You understand that ambulatory blood pressure monitoring is now the gold standard. Do you refer everyone to the local hospital for the diagnosis of hypertension or do you invest in your own equipment? Where could you find the money for these things?

CCGs must ensure provision of monitoring

There is a need to ensure that people with high blood pressure are identified and appropriately diagnosed and treated to minimize the potential cardiovascular outcomes.

The NICE GC 127 clearly has set the diagnosis of hypertension out of the traditional setting of repeated blood pressure assessments in general practice with the use of ambulatory monitoring.

CCGs cannot overlook the need to deal with hypertension where the population outcomes can be substantial if dealt with appropriately.1 Not only has to ensure provision of the ABP but has to seek assurance regarding the quality control of the device and the quality and governance of the service.

There are three options on how to provide these services for the practice at this stage:

- The practice could invest in their own equipment. This is a partnership expense with no clear funding stream to follow the time or investment the practice will have to make. There is a clear training need also in this strategy as the ABP is more complex than just reviewing blood pressure results as previously used.
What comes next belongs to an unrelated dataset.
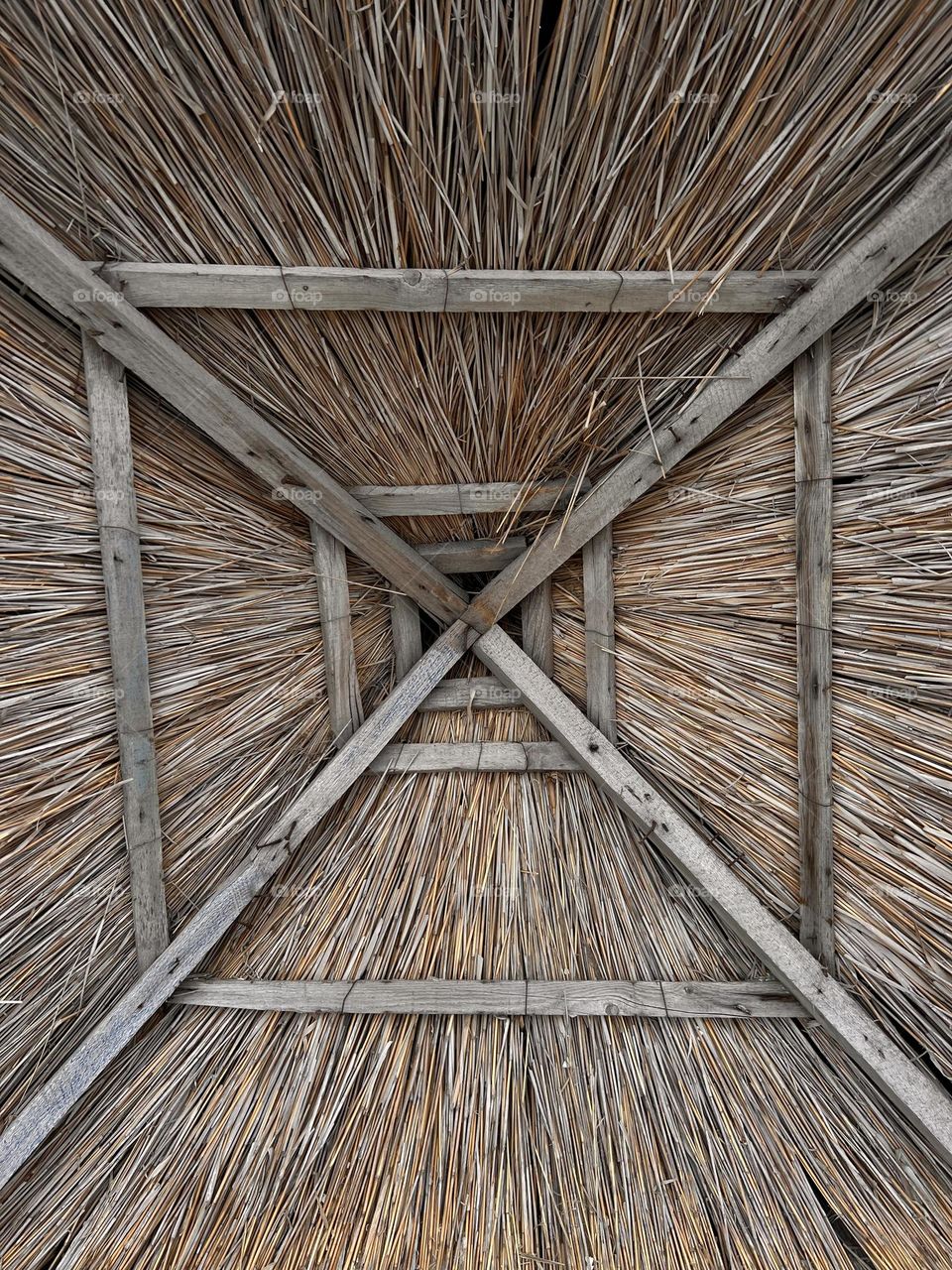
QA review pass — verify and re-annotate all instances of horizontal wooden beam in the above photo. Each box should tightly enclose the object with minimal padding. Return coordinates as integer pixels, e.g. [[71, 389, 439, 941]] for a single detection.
[[416, 535, 527, 572], [420, 675, 522, 712], [173, 979, 807, 1019], [350, 479, 591, 518], [94, 263, 816, 314], [369, 740, 579, 776]]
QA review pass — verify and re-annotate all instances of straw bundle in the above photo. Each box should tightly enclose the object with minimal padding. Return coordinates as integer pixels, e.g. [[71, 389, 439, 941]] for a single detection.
[[0, 0, 952, 1270]]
- The CCG could decide to utilize the established contract with the local cardiology service providers. This would allow the providers to anticipate the increase in demand and adjust accordingly. Clear decisions would be required to the nature of the report and the associated tariff cost. If a local provider does not supply open access testing then this could attract an out patient tariff placing a burden on the CCG. There are other providers of cardiovascular testing than hospitals and a CCG could look to alternative providers within a wider open market to attempt to off set its costs.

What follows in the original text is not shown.